Truffé d’idées visuelles, d’action, d’humour et nimbé de mélancolie, le film de Wes Anderson puise dans sa noirceur une joie contagieuse.
Avouons-le, toutes brillantes soient-elles, les maisons de poupées “mélancomiques” de Wes Anderson ne nous surprennent plus vraiment depuis Fantastic Mr Fox. Ce passage à l’animation en stop-motion semblait être à l’aboutissement logique de la maniaquerie légendaire du Texan, en même temps qu’un possible point de non-retour : quel besoin de s’ennuyer avec le « réel » désormais quand on pouvait à ce point contrôler chaque poil d’oreille au millimètre près, plan par plan ? Le stop -motion et Anderson étaient fait pour s’entendre et la perfection de Mr Fox était là pour le confirmer : elle avait quelque chose d’indépassable. Ce n’est peut-être pas un hasard si les deux films « live » qui ont succédé au sommet vulpin, Moonrise Kingdom et The Grand Budapest Hotel, empruntaient une pente rétro : scout sixties à la photo jaunie dans l’un, hôtel mortifère de l’entre-guerre dans l’autre. Ce cinéma-là, aussi plastiquement virtuose soit-il, sentait le renfermé. Son inventivité formelle s’étalait dans un romanesque sous cloche, presque aseptisé, telle une fleur exotique cultivée en serre. Quand ses thuriféraires y voyaient la preuve d’un génie au faîte de sa maîtrise plastique, d’autres, moins cléments, commençaient à humer dans ses effets de signature les signes avant-coureurs d’une décadence artistique à la Tim Burton.
Mâles alpha
L’île aux chiens arrive donc à point nommé. Son pitch d’épopée SF nippone animée en volume laisse espérer un salvateur coup de guidon. Nous voilà donc au Japon, dans 20 ans. Les chiens sont devenus has-been. L’épidémie de grippe canine n’aide pas : la métropole imaginaire de Megasaki décide d’envoyer les pauvres toutous en quarantaine.
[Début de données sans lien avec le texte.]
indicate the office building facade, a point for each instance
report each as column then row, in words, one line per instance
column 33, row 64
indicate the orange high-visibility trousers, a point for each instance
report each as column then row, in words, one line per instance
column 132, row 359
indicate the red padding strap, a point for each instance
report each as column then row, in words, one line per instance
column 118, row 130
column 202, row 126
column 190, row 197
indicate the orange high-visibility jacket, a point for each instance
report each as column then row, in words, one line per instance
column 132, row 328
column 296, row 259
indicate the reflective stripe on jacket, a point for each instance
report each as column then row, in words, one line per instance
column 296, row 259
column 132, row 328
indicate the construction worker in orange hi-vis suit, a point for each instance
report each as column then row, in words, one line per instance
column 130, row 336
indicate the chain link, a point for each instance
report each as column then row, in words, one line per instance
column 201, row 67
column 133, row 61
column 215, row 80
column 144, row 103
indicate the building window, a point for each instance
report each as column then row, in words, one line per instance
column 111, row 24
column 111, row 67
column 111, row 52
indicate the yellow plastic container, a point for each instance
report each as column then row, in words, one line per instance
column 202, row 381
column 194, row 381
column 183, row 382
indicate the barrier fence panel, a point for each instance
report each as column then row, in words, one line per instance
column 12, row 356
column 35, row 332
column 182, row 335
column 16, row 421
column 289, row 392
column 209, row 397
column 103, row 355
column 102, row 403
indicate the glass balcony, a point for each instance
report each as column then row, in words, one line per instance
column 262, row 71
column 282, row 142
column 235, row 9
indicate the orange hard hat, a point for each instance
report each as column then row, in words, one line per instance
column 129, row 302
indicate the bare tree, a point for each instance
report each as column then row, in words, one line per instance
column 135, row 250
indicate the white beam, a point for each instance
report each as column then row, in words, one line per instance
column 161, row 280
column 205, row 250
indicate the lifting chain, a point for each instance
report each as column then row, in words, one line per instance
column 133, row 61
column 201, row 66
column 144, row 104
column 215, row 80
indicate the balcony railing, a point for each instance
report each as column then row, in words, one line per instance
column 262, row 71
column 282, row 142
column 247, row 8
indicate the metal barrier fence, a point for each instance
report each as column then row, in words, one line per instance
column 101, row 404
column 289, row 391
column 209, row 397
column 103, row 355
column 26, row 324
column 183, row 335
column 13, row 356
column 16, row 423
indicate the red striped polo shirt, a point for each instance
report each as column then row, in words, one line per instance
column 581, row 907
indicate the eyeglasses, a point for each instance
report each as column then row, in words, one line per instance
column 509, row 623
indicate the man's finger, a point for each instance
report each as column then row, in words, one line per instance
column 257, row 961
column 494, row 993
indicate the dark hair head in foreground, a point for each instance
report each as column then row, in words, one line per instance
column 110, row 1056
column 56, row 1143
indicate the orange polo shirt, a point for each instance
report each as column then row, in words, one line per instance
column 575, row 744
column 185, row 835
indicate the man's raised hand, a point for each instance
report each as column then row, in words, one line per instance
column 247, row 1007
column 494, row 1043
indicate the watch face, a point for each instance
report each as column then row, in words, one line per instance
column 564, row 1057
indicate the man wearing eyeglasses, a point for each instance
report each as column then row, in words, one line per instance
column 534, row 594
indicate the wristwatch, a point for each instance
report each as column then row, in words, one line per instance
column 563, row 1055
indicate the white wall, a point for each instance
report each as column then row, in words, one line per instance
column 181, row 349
Les rebuts sur pattes vivent désormais dans une sordide île couverte de détritus. Ghettoïsés, les ex-meilleurs amis de l’homme sont désormais livrés à eux-mêmes, affligés de puces, de toux grasses et d’inquiétantes carence en croquettes. Dans leur malheur, les parias vont pourtant avoir la chance de prouver leur valeur aux yeux des humains quand Atari, un garçon de 12 ans, atterrit sur l’Ile Poubelle à bord de son avion artisanal. Neveu du maire véreux de Megasaki, l’orphelin en tenue d’astronaute est à la recherche de son chien Spots. Malgré d’innombrables périls (meute cannibale, déchets toxiques, etc), les cinq cabots vont aider l’enfant dans sa mission, et par la même occasion, fourrer leur truffe de mâles alpha intrépides dans une vaste affaire de conspiration politique.
Hybridations
Imaginez Les Douze salopards d’Aldrich, incarnés par les canidés tragiques de The Plague Dogues, mais version kawai et en 3D, et mis en relief par les profondeurs de champ d’Akira Kurosawa dans un Japon rétro-futuriste et bilingue. A priori hétérogènes, ces éléments s’intègrent parfaitement aux motifs habituels d’Anderson, aussi bien formels que thématiques : on retrouve ses personnages de génies inadaptés, orphelins magnifiques et autres mavericks mélancoliques, dont l’insularité existentielle, y compris au sein de leur propre communauté, s’exprime à même la composition des plans, morcellés à l’extrême (splits screens, symétrie, hyperfocale). Mais au lieu de se contenter de recycler son folklore intime, Anderson le met en tension avec celui d’un Japon fantasmé, le fait foisonner en jouant avec humour sur le bilinguisme (et l’incommunicabilité), mais aussi sur les hybridations musicales (pop indé et tambours Taiko) ou les régimes d’image (anime, estampes, théâtre d’ombres). Le Texan branche ainsi l’Occident sur le Soleil Levant, le polar sixties sur le futur pré-apocalyptique, le formol sur le Biactol. L’émotion se cogne à l’abstraction, ne gagne pas à chaque coup certes, mais étincelle il y a, et franchement, elle a de la gueule.